By Gary Fineout
The Associated Press
TALLAHASSEE, Fla. — Florida may soon force its football teams, baseball teams, racetracks and even spring training teams to compete against each other.
Responding to a push by professional sports franchises seeking help this year from taxpayers, the Florida Senate wants to create a new process where the state ranks each request before they get any money.
It would apply to pro teams seeking aid this year, including the NFL’s Miami Dolphins and Jacksonville Jaguars as well as requests from Daytona International Speedway and Orlando to lure a Major League Soccer franchise.
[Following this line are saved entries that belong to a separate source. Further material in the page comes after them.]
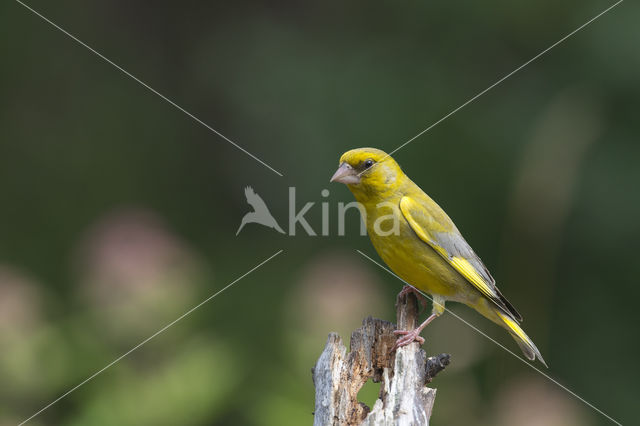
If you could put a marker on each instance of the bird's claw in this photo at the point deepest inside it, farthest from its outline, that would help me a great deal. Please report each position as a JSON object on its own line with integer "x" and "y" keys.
{"x": 409, "y": 336}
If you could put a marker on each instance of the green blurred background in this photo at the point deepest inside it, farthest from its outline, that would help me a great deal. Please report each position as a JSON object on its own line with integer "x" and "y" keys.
{"x": 118, "y": 212}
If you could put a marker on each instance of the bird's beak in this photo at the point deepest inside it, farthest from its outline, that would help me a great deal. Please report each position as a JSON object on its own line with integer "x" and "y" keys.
{"x": 345, "y": 174}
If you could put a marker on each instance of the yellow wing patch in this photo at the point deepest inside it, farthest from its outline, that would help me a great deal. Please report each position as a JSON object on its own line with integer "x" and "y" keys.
{"x": 410, "y": 209}
{"x": 467, "y": 270}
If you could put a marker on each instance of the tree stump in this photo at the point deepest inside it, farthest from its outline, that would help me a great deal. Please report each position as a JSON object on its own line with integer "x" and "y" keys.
{"x": 404, "y": 398}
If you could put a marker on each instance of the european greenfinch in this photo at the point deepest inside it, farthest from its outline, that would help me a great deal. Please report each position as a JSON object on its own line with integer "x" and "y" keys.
{"x": 421, "y": 244}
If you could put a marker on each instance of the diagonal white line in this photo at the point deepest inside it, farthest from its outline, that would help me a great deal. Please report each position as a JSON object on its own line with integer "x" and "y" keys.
{"x": 497, "y": 343}
{"x": 504, "y": 78}
{"x": 151, "y": 337}
{"x": 145, "y": 85}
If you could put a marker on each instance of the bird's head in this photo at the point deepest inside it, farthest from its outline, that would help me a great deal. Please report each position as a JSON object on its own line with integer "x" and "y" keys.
{"x": 368, "y": 171}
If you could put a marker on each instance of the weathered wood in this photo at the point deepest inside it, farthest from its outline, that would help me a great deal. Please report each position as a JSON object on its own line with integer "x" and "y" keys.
{"x": 404, "y": 399}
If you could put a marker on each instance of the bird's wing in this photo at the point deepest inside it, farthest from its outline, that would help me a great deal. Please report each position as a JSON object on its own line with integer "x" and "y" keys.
{"x": 440, "y": 234}
{"x": 254, "y": 199}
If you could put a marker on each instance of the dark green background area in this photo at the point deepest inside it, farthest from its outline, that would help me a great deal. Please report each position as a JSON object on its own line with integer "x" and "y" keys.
{"x": 118, "y": 212}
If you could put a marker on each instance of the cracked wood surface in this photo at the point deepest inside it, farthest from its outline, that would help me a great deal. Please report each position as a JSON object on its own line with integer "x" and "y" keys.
{"x": 404, "y": 398}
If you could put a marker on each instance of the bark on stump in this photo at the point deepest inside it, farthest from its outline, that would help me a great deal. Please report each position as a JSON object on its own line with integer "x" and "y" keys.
{"x": 403, "y": 400}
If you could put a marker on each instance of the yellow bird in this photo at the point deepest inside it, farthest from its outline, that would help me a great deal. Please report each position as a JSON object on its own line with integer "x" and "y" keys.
{"x": 421, "y": 244}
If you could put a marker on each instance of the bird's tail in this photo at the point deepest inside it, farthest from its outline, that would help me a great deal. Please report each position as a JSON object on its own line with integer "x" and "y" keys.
{"x": 527, "y": 346}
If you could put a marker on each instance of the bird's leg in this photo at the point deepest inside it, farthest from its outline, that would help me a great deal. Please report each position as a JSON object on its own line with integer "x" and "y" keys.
{"x": 409, "y": 336}
{"x": 407, "y": 289}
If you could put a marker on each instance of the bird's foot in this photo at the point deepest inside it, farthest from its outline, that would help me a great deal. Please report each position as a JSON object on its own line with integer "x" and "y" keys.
{"x": 409, "y": 336}
{"x": 406, "y": 290}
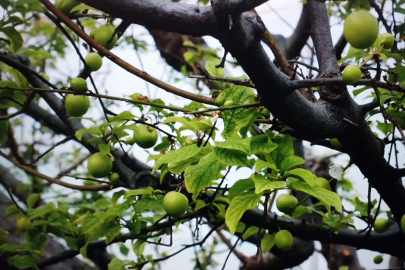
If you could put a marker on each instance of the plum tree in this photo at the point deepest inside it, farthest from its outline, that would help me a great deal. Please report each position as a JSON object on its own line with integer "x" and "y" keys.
{"x": 361, "y": 29}
{"x": 228, "y": 124}
{"x": 99, "y": 165}
{"x": 93, "y": 61}
{"x": 175, "y": 204}
{"x": 145, "y": 136}
{"x": 79, "y": 85}
{"x": 76, "y": 105}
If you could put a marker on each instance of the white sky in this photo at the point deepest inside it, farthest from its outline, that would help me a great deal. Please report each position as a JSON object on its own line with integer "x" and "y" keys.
{"x": 119, "y": 83}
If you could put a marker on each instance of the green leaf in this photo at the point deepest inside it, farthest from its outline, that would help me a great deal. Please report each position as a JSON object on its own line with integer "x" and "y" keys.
{"x": 32, "y": 199}
{"x": 267, "y": 242}
{"x": 284, "y": 150}
{"x": 14, "y": 37}
{"x": 399, "y": 116}
{"x": 235, "y": 120}
{"x": 117, "y": 264}
{"x": 264, "y": 184}
{"x": 385, "y": 128}
{"x": 327, "y": 197}
{"x": 135, "y": 192}
{"x": 193, "y": 124}
{"x": 194, "y": 105}
{"x": 260, "y": 165}
{"x": 3, "y": 132}
{"x": 12, "y": 210}
{"x": 104, "y": 148}
{"x": 179, "y": 167}
{"x": 139, "y": 247}
{"x": 292, "y": 161}
{"x": 92, "y": 130}
{"x": 179, "y": 155}
{"x": 261, "y": 144}
{"x": 214, "y": 71}
{"x": 240, "y": 187}
{"x": 303, "y": 174}
{"x": 124, "y": 116}
{"x": 230, "y": 157}
{"x": 360, "y": 90}
{"x": 238, "y": 206}
{"x": 250, "y": 231}
{"x": 200, "y": 176}
{"x": 22, "y": 261}
{"x": 235, "y": 143}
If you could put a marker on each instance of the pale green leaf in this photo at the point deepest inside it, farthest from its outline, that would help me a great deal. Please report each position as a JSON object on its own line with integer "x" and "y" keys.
{"x": 264, "y": 184}
{"x": 327, "y": 197}
{"x": 230, "y": 157}
{"x": 291, "y": 161}
{"x": 303, "y": 174}
{"x": 235, "y": 143}
{"x": 237, "y": 208}
{"x": 175, "y": 156}
{"x": 212, "y": 70}
{"x": 240, "y": 187}
{"x": 197, "y": 177}
{"x": 260, "y": 165}
{"x": 267, "y": 242}
{"x": 261, "y": 144}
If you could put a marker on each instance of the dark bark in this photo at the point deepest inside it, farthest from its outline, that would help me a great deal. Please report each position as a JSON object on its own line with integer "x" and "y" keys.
{"x": 53, "y": 247}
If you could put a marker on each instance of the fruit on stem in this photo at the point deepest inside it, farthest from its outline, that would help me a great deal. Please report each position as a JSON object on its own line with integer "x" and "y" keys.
{"x": 99, "y": 165}
{"x": 351, "y": 74}
{"x": 175, "y": 204}
{"x": 76, "y": 105}
{"x": 93, "y": 61}
{"x": 360, "y": 29}
{"x": 283, "y": 240}
{"x": 145, "y": 136}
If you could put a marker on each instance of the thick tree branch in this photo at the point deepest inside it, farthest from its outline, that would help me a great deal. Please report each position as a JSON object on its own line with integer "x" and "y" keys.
{"x": 390, "y": 242}
{"x": 32, "y": 171}
{"x": 320, "y": 33}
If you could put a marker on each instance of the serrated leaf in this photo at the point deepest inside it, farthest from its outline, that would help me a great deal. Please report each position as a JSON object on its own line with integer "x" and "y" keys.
{"x": 260, "y": 165}
{"x": 250, "y": 231}
{"x": 238, "y": 206}
{"x": 261, "y": 144}
{"x": 92, "y": 130}
{"x": 230, "y": 157}
{"x": 264, "y": 184}
{"x": 327, "y": 197}
{"x": 214, "y": 71}
{"x": 292, "y": 161}
{"x": 12, "y": 210}
{"x": 194, "y": 124}
{"x": 235, "y": 143}
{"x": 194, "y": 105}
{"x": 267, "y": 242}
{"x": 240, "y": 187}
{"x": 32, "y": 199}
{"x": 178, "y": 155}
{"x": 303, "y": 174}
{"x": 200, "y": 176}
{"x": 284, "y": 150}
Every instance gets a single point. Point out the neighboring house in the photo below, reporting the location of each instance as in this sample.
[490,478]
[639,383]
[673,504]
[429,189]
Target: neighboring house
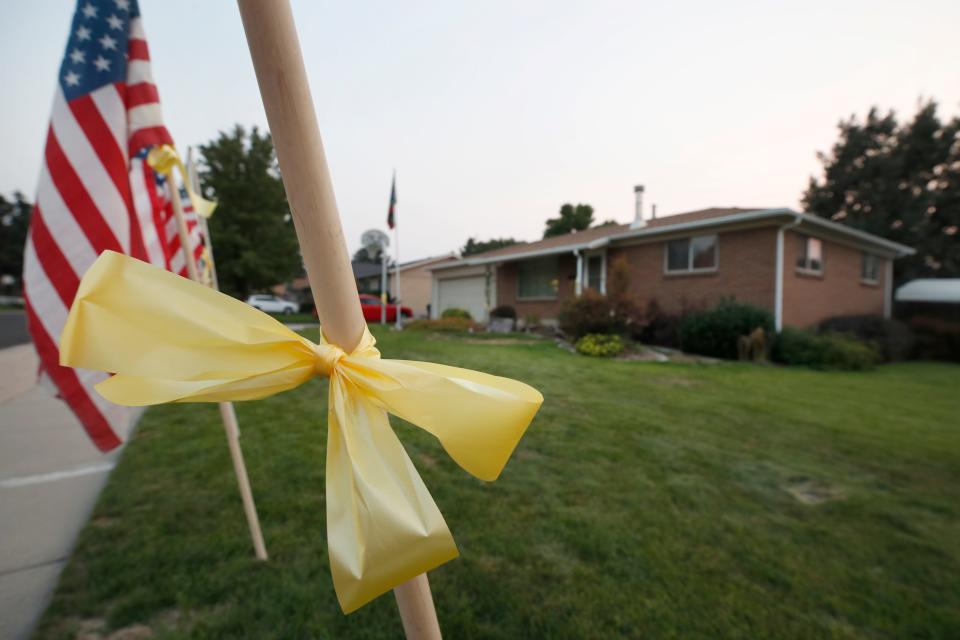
[416,283]
[932,297]
[801,267]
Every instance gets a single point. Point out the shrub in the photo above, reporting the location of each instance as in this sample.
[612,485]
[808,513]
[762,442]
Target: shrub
[937,339]
[590,313]
[894,340]
[823,351]
[504,311]
[659,327]
[453,312]
[714,332]
[600,345]
[444,324]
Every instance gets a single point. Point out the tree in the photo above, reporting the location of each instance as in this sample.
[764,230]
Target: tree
[900,182]
[571,219]
[14,223]
[253,236]
[479,246]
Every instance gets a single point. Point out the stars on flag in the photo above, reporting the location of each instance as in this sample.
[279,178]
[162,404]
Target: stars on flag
[97,49]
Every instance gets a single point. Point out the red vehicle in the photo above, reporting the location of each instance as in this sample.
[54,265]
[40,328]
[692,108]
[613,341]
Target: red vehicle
[371,309]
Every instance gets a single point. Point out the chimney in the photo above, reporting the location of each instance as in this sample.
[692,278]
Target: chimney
[638,220]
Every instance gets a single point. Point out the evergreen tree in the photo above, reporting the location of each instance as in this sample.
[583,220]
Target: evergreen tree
[900,182]
[253,236]
[14,224]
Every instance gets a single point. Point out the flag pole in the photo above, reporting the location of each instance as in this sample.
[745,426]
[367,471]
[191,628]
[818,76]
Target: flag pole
[227,413]
[396,242]
[275,50]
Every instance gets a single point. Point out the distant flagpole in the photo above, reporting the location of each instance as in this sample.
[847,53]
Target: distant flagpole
[392,222]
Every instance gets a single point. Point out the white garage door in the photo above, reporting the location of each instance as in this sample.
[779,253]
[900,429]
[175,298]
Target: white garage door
[464,293]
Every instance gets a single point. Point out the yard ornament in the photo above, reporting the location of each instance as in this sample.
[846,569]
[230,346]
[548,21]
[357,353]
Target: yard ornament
[169,339]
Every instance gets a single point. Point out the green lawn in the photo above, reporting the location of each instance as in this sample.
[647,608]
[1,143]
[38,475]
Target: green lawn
[646,500]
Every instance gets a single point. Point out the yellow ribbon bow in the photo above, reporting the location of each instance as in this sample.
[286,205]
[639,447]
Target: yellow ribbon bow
[163,159]
[172,340]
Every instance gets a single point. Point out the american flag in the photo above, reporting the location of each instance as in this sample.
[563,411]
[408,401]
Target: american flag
[96,190]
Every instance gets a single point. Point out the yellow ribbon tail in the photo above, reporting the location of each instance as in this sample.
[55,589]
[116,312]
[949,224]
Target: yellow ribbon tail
[383,528]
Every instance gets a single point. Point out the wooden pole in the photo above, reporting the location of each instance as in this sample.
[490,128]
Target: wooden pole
[275,50]
[227,413]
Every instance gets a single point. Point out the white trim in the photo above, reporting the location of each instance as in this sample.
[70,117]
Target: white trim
[779,271]
[667,271]
[648,232]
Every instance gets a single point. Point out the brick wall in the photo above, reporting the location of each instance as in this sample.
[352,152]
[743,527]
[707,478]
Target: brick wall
[746,271]
[507,282]
[808,299]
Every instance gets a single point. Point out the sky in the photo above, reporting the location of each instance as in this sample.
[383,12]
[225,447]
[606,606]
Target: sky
[495,113]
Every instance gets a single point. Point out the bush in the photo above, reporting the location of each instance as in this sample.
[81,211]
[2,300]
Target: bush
[444,324]
[590,313]
[600,345]
[659,327]
[937,339]
[823,351]
[504,311]
[894,340]
[714,332]
[453,312]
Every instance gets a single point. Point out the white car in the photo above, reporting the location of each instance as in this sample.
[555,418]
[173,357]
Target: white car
[272,304]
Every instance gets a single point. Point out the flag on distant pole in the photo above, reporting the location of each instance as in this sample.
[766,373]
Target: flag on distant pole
[391,213]
[96,191]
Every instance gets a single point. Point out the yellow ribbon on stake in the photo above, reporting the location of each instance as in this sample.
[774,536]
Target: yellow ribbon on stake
[163,159]
[169,339]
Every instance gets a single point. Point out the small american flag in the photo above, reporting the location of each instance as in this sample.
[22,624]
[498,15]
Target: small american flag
[96,191]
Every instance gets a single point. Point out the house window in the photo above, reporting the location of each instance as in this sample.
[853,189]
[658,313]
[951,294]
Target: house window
[595,273]
[811,254]
[538,279]
[870,268]
[692,254]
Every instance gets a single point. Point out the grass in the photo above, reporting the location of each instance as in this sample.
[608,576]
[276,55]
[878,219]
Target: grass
[295,318]
[646,500]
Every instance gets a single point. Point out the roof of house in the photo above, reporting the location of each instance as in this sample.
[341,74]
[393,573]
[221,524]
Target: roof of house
[930,290]
[597,237]
[365,269]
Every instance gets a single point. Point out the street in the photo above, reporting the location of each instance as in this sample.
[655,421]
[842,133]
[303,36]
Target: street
[13,328]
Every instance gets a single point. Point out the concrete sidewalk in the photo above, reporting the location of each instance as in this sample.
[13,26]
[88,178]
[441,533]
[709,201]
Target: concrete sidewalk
[50,477]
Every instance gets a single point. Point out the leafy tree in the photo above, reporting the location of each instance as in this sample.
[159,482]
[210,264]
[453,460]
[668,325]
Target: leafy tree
[14,223]
[479,246]
[572,218]
[898,181]
[361,255]
[253,236]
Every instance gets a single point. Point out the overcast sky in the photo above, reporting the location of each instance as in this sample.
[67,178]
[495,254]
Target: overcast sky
[494,113]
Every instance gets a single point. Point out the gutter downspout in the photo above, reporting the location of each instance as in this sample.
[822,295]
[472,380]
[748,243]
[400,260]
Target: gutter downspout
[578,283]
[778,283]
[888,288]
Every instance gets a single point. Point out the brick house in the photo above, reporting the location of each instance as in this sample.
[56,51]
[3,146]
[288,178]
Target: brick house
[801,267]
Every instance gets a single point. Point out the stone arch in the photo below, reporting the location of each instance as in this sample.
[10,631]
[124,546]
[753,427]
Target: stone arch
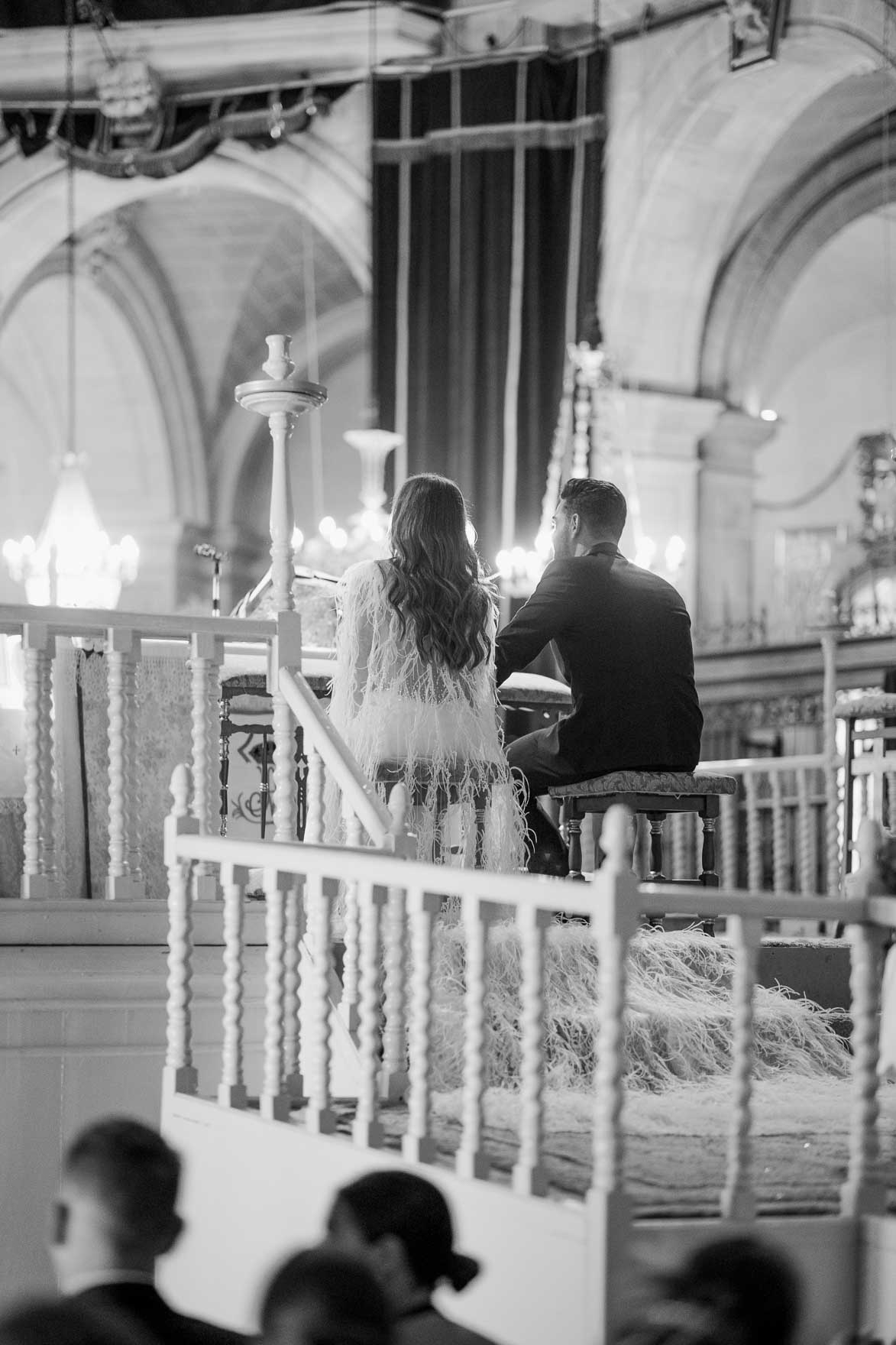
[314,175]
[771,256]
[687,144]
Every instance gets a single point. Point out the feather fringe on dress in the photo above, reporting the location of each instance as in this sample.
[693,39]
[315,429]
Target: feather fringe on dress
[438,728]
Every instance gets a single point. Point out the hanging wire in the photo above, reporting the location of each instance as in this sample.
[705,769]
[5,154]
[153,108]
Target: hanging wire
[315,428]
[70,439]
[890,371]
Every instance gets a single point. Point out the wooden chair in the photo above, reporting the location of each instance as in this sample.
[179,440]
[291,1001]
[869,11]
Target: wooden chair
[654,794]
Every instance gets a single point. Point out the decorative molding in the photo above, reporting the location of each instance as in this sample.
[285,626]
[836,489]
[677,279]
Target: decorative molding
[221,56]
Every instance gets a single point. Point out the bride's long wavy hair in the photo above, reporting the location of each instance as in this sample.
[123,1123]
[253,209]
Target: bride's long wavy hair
[435,582]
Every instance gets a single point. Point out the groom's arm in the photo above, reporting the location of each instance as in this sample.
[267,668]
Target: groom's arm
[546,615]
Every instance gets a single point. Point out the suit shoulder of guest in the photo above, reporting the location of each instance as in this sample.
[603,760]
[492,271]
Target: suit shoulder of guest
[196,1330]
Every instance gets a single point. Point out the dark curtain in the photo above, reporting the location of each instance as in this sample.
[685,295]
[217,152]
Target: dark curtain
[461,304]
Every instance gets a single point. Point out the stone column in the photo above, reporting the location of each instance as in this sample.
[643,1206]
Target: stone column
[726,518]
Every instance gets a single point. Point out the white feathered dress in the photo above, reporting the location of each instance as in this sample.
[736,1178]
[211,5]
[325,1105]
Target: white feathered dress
[438,727]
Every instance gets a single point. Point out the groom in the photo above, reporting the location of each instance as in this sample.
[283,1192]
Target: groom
[622,637]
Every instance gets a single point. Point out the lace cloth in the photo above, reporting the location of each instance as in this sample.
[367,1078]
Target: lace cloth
[439,727]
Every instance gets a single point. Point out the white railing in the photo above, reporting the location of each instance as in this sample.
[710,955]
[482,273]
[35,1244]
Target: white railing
[125,639]
[394,1026]
[782,833]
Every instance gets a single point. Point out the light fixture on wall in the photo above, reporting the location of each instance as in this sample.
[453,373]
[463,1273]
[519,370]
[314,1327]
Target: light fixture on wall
[72,562]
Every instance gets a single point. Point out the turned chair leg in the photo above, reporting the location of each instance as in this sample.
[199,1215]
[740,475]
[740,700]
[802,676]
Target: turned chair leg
[655,846]
[574,838]
[710,877]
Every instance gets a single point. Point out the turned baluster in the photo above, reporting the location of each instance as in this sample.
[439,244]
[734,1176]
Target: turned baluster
[473,1160]
[315,809]
[728,831]
[349,1003]
[45,757]
[120,647]
[864,1192]
[614,923]
[807,853]
[231,1091]
[366,1130]
[293,932]
[275,1099]
[134,851]
[754,835]
[180,1074]
[393,1075]
[206,654]
[739,1198]
[35,640]
[286,653]
[608,1207]
[316,1053]
[417,1143]
[530,1176]
[779,833]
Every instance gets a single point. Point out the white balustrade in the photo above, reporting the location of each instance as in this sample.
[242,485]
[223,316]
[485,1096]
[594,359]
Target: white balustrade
[366,1129]
[231,1090]
[120,651]
[393,1075]
[530,1176]
[180,1074]
[206,654]
[35,883]
[738,1199]
[864,1191]
[614,902]
[132,775]
[349,1003]
[275,1100]
[295,929]
[471,1160]
[417,1143]
[614,920]
[319,1115]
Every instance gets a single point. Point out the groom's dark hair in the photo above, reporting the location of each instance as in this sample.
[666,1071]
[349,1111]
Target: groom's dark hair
[600,504]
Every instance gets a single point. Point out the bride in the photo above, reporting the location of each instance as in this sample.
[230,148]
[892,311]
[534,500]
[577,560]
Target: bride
[415,688]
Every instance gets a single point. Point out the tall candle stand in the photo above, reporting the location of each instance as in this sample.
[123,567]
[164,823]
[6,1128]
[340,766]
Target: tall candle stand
[281,396]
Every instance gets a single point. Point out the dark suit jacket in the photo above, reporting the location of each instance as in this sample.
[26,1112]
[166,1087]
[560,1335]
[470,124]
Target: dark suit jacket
[623,638]
[148,1311]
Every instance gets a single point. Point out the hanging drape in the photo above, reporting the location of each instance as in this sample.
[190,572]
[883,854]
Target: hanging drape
[486,260]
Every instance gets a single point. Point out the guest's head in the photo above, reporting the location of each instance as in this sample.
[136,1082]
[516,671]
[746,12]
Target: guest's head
[325,1297]
[668,1321]
[403,1224]
[116,1208]
[747,1282]
[587,513]
[435,584]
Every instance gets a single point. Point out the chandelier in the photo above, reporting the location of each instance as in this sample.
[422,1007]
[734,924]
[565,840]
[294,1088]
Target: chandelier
[72,562]
[364,537]
[588,442]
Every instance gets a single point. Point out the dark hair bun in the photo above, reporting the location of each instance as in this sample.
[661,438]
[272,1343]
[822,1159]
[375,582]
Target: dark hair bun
[461,1272]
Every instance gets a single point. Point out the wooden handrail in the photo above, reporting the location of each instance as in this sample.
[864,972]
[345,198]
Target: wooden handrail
[322,736]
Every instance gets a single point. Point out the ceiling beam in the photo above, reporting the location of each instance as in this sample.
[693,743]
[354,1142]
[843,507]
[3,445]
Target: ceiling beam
[217,56]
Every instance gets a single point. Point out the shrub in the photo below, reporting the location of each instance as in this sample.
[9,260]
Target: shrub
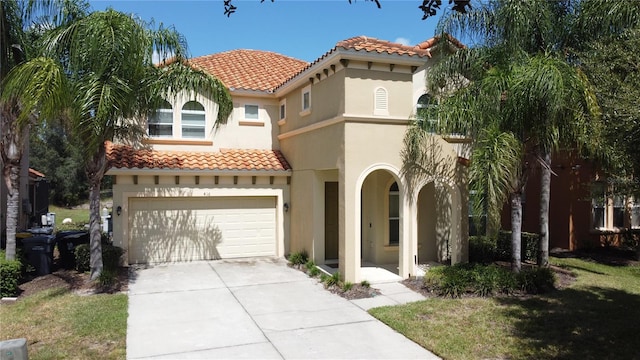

“I think it’s better that we look at these sports facility issues as economic development issues because that’s the way they are being sold,” Senate President Don Gaetz said. “All the teams and all the owners who have come to my office have tried to sell their initiatives on the basis of jobs created.”
For the past two decades, Florida taxpayers have paid out close to $300 million for repairs, renovations and the construction of stadiums and arenas for professional football, hockey, baseball and basketball teams. The state also has shelled out money to spruce up ballparks used by Major League Baseball teams for spring training.
With the state’s economy finally on the rebound there are several proposals this year to extend even more financial assistance. The one that has gotten the most attention is a bill that would help the Miami Dolphins get state and local tax dollars to help renovate Sun Life Stadium. The Dolphins are seeking $3 million a year for the next 30 years as part of a package to help pay for nearly $400 million worth of improvements.